Suella Fernandes is MP for Fareham and a member of the Education Select Committee.

The advantages of those born to wealth usually chart a course to further success. The less advantaged play catch up from the start – with variable results. Sadly, this injustice embeds inequality and wastes talent. Education has the capacity to alter all of this; learning changes lives because it changes life chances.

As the Prime Minister explored in his recent speech on the subject, generational unemployment, addiction, poor mental health and paucity of opportunity lie at the heart of intractable poverty. Progress has been made over the last 50 years, including during the last five. Rising living standards and improvements to peoples’ incomes, health, employment and education have made Britain a country where enterprise, endeavour and self-responsibility pay off, but where the state steps in during times of need. Since 2010, the number of children growing up in workless households is at a record low – down by 480,000. The Pupil Premium, worth £2.5 billion per year, is supporting our most vulnerable young people, over a million children now attend a good or outstanding school and record numbers of students, especially those from disadvantaged backgrounds, are starting a university degree.

I am proud of what has been done because, as a Conservative, I believe that it doesn’t matter from where you come, what your parents did or what colour your skin is: aspirations can be met through effort, perseverance and an attitude of service.

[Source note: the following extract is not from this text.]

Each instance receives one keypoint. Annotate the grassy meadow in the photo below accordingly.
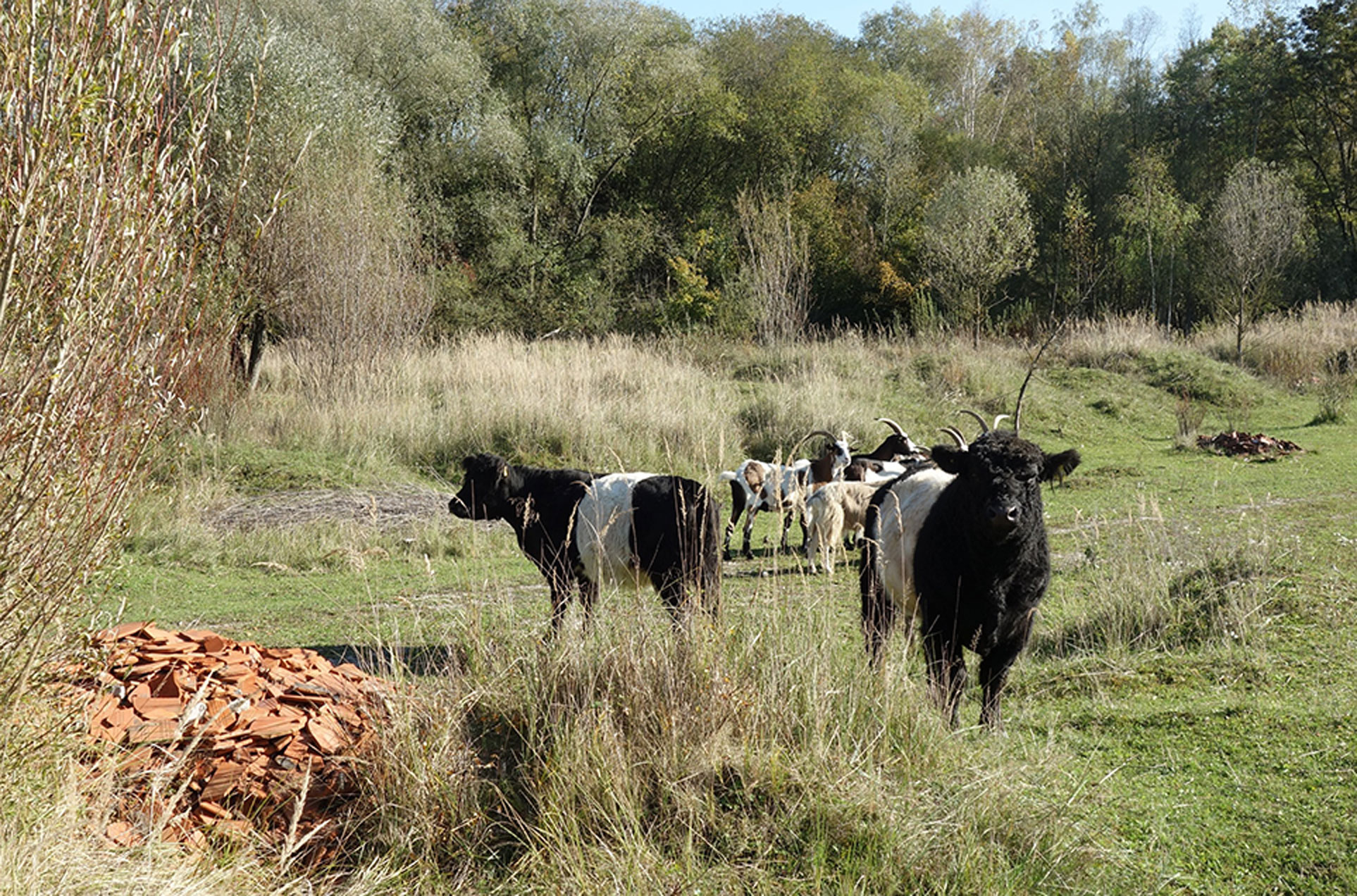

But there is still much more to do. Our country remains divided, and in many ways the landscape of inequality is most vividly seen in our education system. A recent OECD study of 2012 standards concluded that nearly 20 per cent of  British school leavers were functionally illiterate or innumerate. England was ranked lowest in the developed world for literacy and the second lowest for numeracy. There were three times more low-skilled people among those aged 16-19 years than in such countries as Finland and South Korea. Today, a child born in a poor area will die an average of nine years earlier than their peers. There are more young black men in our prisons than there are studying at a top university. All this despite Britain spending more on family benefits and childcare – some 3.5 per cent of GDP, ahead of Australia, Canada and the USA.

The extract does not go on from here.